Altre le percentuali di disoccupazione post separazione. Gli occupati rappresentano meno di un terzo dei separati e divorziati intervistati mentre coloro che sono in cerca di un’occupazione (disoccupati e inoccupati) sono quasi la metà ( 46,1%). La grave situazione sul fronte dell’occupazione è l’elemento che maggiormente condiziona il post separazione. I livelli di disoccupazione, infatti, risultano alti sia per i maschi (45,1%) che per le femmine (41,4%).

Criticità anche sul piano della sistemazione abitativa. Anche la dimensione abitativa evidenzia delle situazioni di gravi criticità vissute sia sul piano della sistemazione che su quello del grado di affaticamento rispetto agli oneri di spesa fissi (mutuo, affitto, pagamento delle utenze di luce, gas). Prima della separazione il 43,7% viveva in abitazioni di proprietà e il 42% in affitto. Dopo la separazione la situazione si altera e sono per lo più gli uomini a cambiare abitazione (87,7% degli uomini contro il 53,1% delle donne).

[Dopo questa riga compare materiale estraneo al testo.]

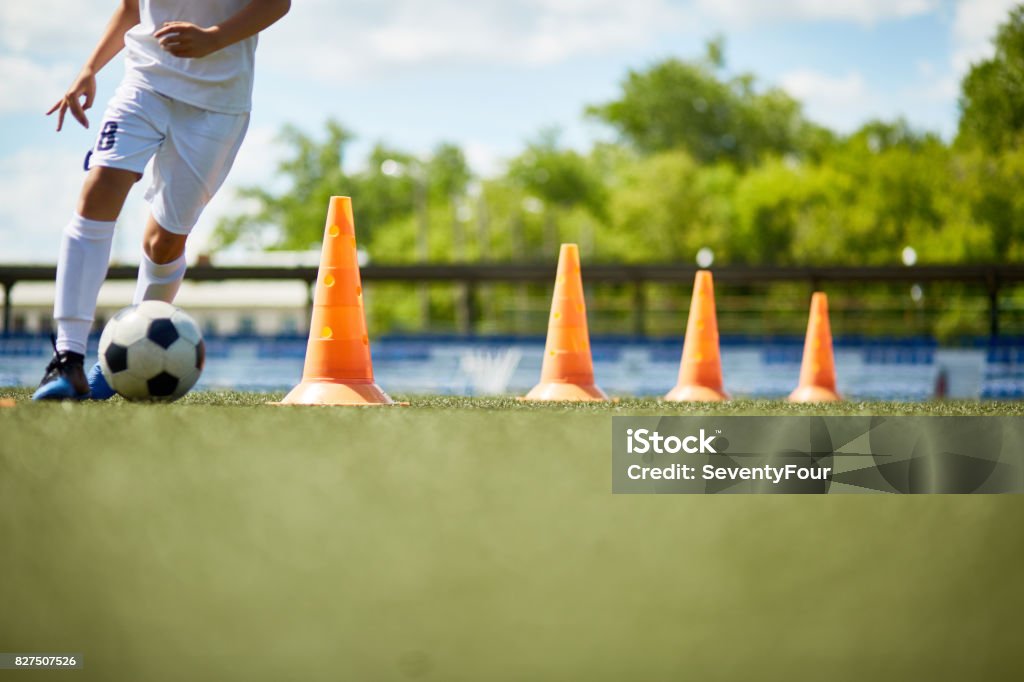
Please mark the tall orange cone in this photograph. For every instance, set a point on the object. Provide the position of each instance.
(567, 373)
(338, 368)
(817, 373)
(700, 369)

Troppo spesso poi i papà sono vittime di false accuse. E così tanti uomini si trovano lontano da casa e dai loro figli con accuse infamanti di presunti maltrattamenti in famiglia creati ad hoc da ex moglie per il solo scopo di impedire la frequentazione con i propri figli o avere vataggi personali. E così molti diritti legittimi di genitori vengono incredibilmente calpestati e ignorati da tribunali, magistrati, operatori sociali e politici.

Che senso ha parlare di Festa del papà quando il ruolo paterno viene subordinato a loschi interessi? Parlare della paternità è un controsenso quando le istituzioni con ipocrisia negano quasi sempre questo diritto. E’ necessario ridare dignità alla paternità. La dignità si ottiene combattendo le lobby di potere operando in modo trasparente nei tribunali e in tutti i luoghi dove dovrebbero esser tutelati i minori e le pari opportunità genitoriali. Sono necessari interventi urgenti per snellire molte procedure che di fatto sono funzionali solo a chi specula sulle separazioni e sulle conflittualità di coppia alimentando un vero e proprio business che avvolge, soffoca e uccide il genitore più debole e con lui tutta la parentela. Il gioco al massacro così si allarga e colpisce anche i nonni, si spezzano cosi tutti i legami famigliari e chi ne paga le conseguenze più gravi è il minore. Situazioni assurde, per certi versi inverosimili. E’ tempo di dire basta a tutto questo e porre la parola fine a queste incresciose situazioni. Quando il problema verrà risolto e il male sarà sconfitto si potrà festeggiare la vera Festa del papà.